Setting Up Integration
Configure MCP Router with JSON config listing server URLs and capabilities; enable resource sharing environment variable.
Advanced Integration with MCP Router
Use MCP Router as centralized routing and discovery point for all MCP servers.
Use Cases and Integration Examples
- Project Documentation Generator: Automate documentation with diagrams.
- Prompt Visualization Dashboard: Manage and visualize prompt relationships.
- Template-Based Project Generator: Generate projects with templates and visualize structure.

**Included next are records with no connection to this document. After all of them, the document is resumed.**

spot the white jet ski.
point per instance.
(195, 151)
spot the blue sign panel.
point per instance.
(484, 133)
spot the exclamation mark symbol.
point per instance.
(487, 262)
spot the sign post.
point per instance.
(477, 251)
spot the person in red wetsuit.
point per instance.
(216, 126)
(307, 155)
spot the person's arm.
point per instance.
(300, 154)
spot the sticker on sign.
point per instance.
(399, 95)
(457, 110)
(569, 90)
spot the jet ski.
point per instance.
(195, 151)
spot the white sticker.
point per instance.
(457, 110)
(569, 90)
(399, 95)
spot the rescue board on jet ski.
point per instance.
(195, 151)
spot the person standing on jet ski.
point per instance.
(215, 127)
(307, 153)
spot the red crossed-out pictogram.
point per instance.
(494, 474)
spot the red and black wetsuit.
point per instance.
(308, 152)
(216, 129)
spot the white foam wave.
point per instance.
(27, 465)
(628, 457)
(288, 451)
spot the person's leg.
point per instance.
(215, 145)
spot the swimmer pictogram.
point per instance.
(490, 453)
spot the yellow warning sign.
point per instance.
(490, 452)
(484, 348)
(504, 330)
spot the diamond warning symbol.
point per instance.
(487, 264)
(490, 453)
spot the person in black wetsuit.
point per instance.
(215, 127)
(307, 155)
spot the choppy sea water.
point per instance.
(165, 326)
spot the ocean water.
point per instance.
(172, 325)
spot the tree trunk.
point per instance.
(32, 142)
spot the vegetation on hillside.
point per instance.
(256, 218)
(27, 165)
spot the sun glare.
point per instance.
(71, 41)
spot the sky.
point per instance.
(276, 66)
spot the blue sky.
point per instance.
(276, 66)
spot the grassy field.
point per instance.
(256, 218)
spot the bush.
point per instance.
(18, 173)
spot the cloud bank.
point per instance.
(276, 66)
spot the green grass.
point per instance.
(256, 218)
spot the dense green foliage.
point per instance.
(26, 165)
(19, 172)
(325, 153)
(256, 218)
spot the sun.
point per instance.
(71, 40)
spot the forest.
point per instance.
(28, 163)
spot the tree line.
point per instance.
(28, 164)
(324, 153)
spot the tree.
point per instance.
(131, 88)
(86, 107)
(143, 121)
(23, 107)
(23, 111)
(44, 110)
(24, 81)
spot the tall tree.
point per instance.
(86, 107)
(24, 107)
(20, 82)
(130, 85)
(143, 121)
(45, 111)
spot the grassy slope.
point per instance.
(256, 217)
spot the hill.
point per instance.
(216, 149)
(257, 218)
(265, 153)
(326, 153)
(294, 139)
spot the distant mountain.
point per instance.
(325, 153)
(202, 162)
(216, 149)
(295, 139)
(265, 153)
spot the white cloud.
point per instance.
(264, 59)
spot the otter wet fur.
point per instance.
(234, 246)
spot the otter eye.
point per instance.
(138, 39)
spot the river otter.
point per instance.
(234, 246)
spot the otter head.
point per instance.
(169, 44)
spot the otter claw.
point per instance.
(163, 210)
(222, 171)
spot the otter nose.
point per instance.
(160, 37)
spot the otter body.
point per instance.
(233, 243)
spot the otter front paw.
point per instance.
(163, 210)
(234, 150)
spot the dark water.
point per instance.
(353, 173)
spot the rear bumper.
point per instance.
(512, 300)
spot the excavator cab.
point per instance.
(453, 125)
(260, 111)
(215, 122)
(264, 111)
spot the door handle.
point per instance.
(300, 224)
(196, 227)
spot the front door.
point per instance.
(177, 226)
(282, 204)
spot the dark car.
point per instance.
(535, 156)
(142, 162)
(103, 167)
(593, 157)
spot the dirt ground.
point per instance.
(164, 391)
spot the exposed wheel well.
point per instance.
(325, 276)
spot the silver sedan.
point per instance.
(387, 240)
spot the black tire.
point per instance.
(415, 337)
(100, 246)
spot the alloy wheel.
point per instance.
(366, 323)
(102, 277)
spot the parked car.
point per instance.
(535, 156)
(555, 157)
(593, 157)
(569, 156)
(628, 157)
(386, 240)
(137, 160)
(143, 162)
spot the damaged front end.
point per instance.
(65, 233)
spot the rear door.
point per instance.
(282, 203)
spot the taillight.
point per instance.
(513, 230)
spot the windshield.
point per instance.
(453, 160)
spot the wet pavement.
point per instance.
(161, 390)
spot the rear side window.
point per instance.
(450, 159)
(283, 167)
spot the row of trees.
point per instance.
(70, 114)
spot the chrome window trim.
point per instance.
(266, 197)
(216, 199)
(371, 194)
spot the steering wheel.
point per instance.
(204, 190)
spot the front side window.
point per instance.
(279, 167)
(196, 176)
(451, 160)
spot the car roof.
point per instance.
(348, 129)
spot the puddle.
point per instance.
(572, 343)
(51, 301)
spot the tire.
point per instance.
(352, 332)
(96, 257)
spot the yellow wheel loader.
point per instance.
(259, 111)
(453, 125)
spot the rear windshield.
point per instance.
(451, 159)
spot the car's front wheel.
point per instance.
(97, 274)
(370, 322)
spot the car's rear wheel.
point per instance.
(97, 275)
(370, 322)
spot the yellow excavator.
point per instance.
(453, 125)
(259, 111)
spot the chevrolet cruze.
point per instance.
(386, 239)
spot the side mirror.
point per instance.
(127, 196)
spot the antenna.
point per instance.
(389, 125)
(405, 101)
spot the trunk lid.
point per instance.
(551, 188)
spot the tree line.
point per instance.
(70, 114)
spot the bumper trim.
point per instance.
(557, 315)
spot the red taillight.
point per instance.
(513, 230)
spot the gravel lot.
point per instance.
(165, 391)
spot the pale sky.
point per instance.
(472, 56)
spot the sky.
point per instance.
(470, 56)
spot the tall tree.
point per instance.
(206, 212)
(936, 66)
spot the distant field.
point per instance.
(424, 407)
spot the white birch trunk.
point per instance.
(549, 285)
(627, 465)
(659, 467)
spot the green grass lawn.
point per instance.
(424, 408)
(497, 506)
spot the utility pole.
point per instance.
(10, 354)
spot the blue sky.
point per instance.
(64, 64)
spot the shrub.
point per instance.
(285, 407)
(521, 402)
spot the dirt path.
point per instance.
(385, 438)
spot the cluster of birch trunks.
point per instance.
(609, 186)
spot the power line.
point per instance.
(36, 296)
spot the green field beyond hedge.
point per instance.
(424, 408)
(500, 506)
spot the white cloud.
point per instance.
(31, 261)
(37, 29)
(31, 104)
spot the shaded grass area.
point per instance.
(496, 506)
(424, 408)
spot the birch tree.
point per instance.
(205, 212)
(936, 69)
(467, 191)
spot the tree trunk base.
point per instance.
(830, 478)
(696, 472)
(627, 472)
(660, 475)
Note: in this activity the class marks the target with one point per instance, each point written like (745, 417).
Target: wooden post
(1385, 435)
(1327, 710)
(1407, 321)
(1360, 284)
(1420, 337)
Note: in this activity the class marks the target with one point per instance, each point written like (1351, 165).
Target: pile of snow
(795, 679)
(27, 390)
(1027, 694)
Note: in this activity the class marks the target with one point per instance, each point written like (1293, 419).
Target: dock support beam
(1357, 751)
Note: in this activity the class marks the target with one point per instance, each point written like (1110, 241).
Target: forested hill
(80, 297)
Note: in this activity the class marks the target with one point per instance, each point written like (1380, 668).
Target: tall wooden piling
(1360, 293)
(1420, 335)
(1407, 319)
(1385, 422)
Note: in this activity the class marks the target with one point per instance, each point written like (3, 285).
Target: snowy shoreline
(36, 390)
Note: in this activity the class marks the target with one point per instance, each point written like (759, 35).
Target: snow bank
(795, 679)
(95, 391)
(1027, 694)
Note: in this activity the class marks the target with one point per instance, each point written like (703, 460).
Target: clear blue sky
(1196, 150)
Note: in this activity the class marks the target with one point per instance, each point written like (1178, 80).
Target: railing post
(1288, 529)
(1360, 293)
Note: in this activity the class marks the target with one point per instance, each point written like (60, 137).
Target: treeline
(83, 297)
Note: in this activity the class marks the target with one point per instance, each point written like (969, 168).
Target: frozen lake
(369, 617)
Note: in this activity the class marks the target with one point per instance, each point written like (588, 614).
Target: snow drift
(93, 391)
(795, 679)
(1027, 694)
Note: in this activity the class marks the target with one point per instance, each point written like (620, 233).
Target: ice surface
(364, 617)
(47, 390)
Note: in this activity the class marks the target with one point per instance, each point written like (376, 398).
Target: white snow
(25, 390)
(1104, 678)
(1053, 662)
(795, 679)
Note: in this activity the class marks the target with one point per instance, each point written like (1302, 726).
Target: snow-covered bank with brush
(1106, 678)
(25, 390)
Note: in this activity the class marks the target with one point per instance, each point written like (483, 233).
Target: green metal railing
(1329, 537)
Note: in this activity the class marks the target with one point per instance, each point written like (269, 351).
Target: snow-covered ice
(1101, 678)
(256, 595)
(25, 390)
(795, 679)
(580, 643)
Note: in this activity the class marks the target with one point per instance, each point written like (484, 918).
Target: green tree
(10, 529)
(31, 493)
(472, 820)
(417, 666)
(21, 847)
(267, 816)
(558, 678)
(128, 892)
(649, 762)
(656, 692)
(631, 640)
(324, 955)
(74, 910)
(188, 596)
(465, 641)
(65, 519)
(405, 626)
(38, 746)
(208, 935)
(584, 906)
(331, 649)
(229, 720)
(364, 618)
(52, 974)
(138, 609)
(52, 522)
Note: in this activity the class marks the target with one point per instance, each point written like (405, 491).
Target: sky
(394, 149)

Server-Sent Events (SSE) Support
Enables real-time updates without polling.
Running with SSE Support
Run MCP Prompts server with SSE enabled via Docker Compose:
docker-compose up mcp-prompts-sse
Configuring Claude Desktop to Use SSE
Configure Claude Desktop with the following snippet in claude_desktop_config.json
(replace paths accordingly):
"prompts": {
"command": "docker",
"args": [
"run",
"--rm",
"-p",
"3003:3003",
"-v",
"/path/to/your/prompts:/app/data/prompts",
"-v",
"/path/to/your/backups:/app/data/backups",
"--name",
"mcp-prompts-sse",
"-e",
"STORAGE_TYPE=file",
"-e",
"PROMPTS_DIR=/app/data/prompts",
"-e",
"BACKUPS_DIR=/app/data/backups",
"-e",
"HTTP_SERVER=true",
"-e",
"PORT=3003",
"-e",
"HOST=0.0.0.0",
"-e",
"ENABLE_SSE=true",
"-e",
"SSE_PATH=/events",
"-e",
"CORS_ORIGIN=*",
"sparesparrow/mcp-prompts:latest"
]
}
SSE API
- Connect Event: On connection to
/events
:
{ "type": "connect", "message": "Connected to MCP Prompts SSE stream" }
- Heartbeat Event: Sent periodically to keep connection alive:
{ "type": "heartbeat", "timestamp": "2023-03-15T12:34:56.789Z" }
Example JavaScript client listening to SSE:
const eventSource = new EventSource('http://localhost:3003/events');
eventSource.onmessage = (event) => {
const data = JSON.parse(event.data);
console.log('Received SSE event:', data);
};
eventSource.onerror = (error) => {
console.error('SSE error:', error);
eventSource.close();
};
This structured summary preserves key details and instructions for installing, configuring, using, and integrating the MCP Prompts Server, while removing images, local markdown links, and unimportant info.